Frasier and Samantha have been together a month, and he's been living the high life, visiting ski lodges with Jack Nicholson and Donna Karan and "someone named Puff Daddy." So he's naturally a little shellshocked when Samantha dumps him on their anniversary dinner. She gives him the standard "It's not you, it's me" spiel, but he can't accept that, and he tries to find out- first from her and then from his friends- what he did to get dumped. Niles, however, steers him away from this line of inquiry to ask why he's so desperate to get Sam back, when he's not even sure he loves her. Perhaps he just misses running with the cool kids.

It's hard to watch characters we like suffer, so Frasier's in extra-smug mode pre-breakup, and it's not hard to see how his behavior might drive someone off even if that's not quite the answer. Post-dumping, he's simply pathetic, finding excuses to run into Sam in an attempt to figure out what went wrong. Kelsey Grammer always walks a fine line with material like this, and it stays on the right side of embarrassing for the most part; we're just detached enough to find it funny, without being completely disinterested. The break-up is as sudden for the audience as it is for him, so we can see things from his point of view even if we were expecting him to get slapped down sooner or later.

At the same time, the fact that this is happening one episode after the two got together means it's not quite as compelling a story as it could be if we'd gotten used to Sam being around. It's a problem the series faces with Frasier's girlfriends- the writers clearly decided from an early stage that he was going to go through a lot, since they didn't want to return him to a married status quo. So there have to be quick outs, which run the risk of becoming routine or unsurprising. Overall, I'd say that while what happens to Sam and Frasier's relationship is expected, the writer at least finds a relatively fresh twist to the story by making it about the aftermath more than the end itself.

The notion that Frasier misses his celebrity lifestyle more than his actual girlfriend fits with his character, though I can't help but wonder if he overreacts to this understanding. It's not that he doesn't like her, and when Samantha asks him for a second chance, he's perhaps too quick to say no, or rather to conclude that the celebrity was everything. (He was clearly smitten before he knew how famous she was.) But Frasier has always applied a kind of purity test to his relationships- it's a quirk of his ethical system, a desire to be truly madly deeply in love without anything that could cloud that emotion. It's kind of respectable even if it does lead to him making an ass of himself in front of Lesley Stahl.
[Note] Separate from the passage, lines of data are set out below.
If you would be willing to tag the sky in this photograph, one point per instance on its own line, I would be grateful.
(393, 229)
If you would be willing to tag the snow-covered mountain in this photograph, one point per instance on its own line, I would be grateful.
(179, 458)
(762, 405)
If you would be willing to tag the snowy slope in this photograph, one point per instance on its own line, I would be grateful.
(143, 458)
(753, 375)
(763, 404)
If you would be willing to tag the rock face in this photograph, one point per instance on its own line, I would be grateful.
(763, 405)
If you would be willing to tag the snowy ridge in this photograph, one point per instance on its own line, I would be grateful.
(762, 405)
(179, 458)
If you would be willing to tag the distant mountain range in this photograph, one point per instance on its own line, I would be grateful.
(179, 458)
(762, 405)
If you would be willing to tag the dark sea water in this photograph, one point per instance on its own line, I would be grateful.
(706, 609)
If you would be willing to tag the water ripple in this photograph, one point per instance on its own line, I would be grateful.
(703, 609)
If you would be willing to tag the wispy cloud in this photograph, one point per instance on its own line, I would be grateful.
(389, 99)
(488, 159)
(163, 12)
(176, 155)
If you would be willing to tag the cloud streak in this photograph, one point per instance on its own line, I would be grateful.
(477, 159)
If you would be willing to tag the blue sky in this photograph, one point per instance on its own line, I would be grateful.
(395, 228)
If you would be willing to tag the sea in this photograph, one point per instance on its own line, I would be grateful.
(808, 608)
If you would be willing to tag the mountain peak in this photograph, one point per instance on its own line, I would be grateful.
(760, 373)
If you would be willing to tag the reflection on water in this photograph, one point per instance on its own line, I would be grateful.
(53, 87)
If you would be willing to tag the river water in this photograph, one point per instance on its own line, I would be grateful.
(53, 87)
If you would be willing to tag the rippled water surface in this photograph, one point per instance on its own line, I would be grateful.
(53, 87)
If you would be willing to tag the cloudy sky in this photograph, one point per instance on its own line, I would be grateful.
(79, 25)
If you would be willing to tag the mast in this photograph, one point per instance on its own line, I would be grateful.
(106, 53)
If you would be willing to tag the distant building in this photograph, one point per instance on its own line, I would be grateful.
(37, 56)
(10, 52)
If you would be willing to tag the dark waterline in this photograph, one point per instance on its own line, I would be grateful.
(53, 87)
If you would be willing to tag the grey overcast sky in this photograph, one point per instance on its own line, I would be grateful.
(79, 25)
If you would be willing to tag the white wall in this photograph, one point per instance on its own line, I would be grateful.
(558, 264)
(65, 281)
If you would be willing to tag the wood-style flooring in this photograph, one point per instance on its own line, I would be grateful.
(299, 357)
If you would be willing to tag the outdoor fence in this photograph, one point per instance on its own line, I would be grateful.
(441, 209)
So this was a neat little experiment, a two-part look at beginnings and endings with not a lot of time spent on those pesky middles. It suffers from being too brief for us to get really invested, but there's always something to mine from these crises. The point with these episodes seems to be much more about Frasier himself than anything involving the woman he's dating. Still, Samantha was a welcome presence, even if she wasn't the one.

Written by Rob Hanning
Directed by Pamela Fryman

Aired December 9, 1997

Frasier: It's hard to believe this picture was taken only three days ago. Look at us. How happy I was. Now, I'll never see her again.

Niles: Aren't you over dramatising? You're bound to run into her now and then.

Frasier: No, I was talking about me and Lesley Stahl.